Honduras, one of the hemisphere’s poorest countries, has long been subjected to the CIA’s dirty wars. In 1954, when the CIA orchestrated a coup against Jacobo Arbenz, the left-wing nationalist President of Guatemala, they dropped bombs in Honduras to incite a border confrontation. The coup resulted in the murder of over 100,000 Guatemalan civilians — blood on the CIA’s hands. In the 1970s and 1980s, the CIA financed ultra-right paramilitaries in a grotesque covert war against the left in Central America, including Honduras.
The coup has been led by military figures trained in the School of the Americas: a Pentagon-operated training facility in Georgia for assassins, torturers and paramilitaries, which has produced the continent’s most murderous dictators. If the coup succeeds, it will undoubtedly be because it has received under-the-table acceptance from Washington.
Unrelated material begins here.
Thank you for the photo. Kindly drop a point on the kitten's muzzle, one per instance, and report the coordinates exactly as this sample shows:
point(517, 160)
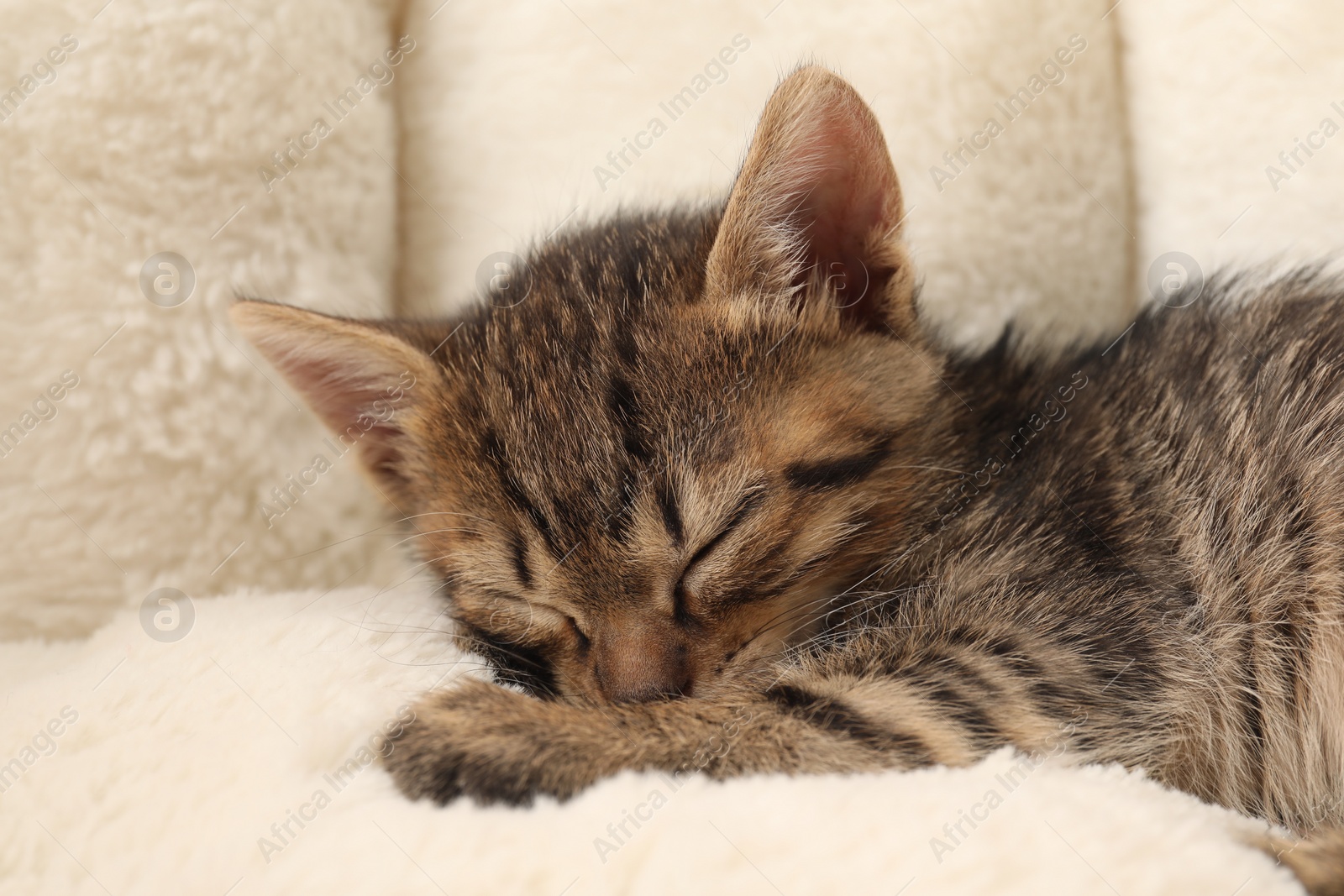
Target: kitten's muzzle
point(643, 661)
Whether it will succeed is another question. Tens of thousands of Hondurans have poured into the streets calling for Zelaya’s reinstatement. Among the chants were “Traitors” and “Out with the Bourgeoisie!” The failed 2002 coup in Venezuela showed that the organized masses have the power to overturn the fascists’ attempts to seize power.
The working people of Honduras also now have greater regional allies than they did in the past. Latin America of today is different from that of the Cold War, or even from seven years ago when the coup was attempted against Hugo Chavez. The left-wing tide has allowed many countries to break with decades of neo-colonialism and set a more independent foreign policy. A brazen right-wing coup, once standard fare in the region, now faces the prospect of isolation from its neighbors. The countries of Latin America have pledged unanimously to only recognize Zelaya as the legitimate president of Honduras.
There is no way these far-right elements in the Honduran military could have acted without the green light from some section of the U.S. government, but global outrage against the coup could change the calculations in Washington.
The people united can overturn the coup! Reinstate Manuel Zelaya!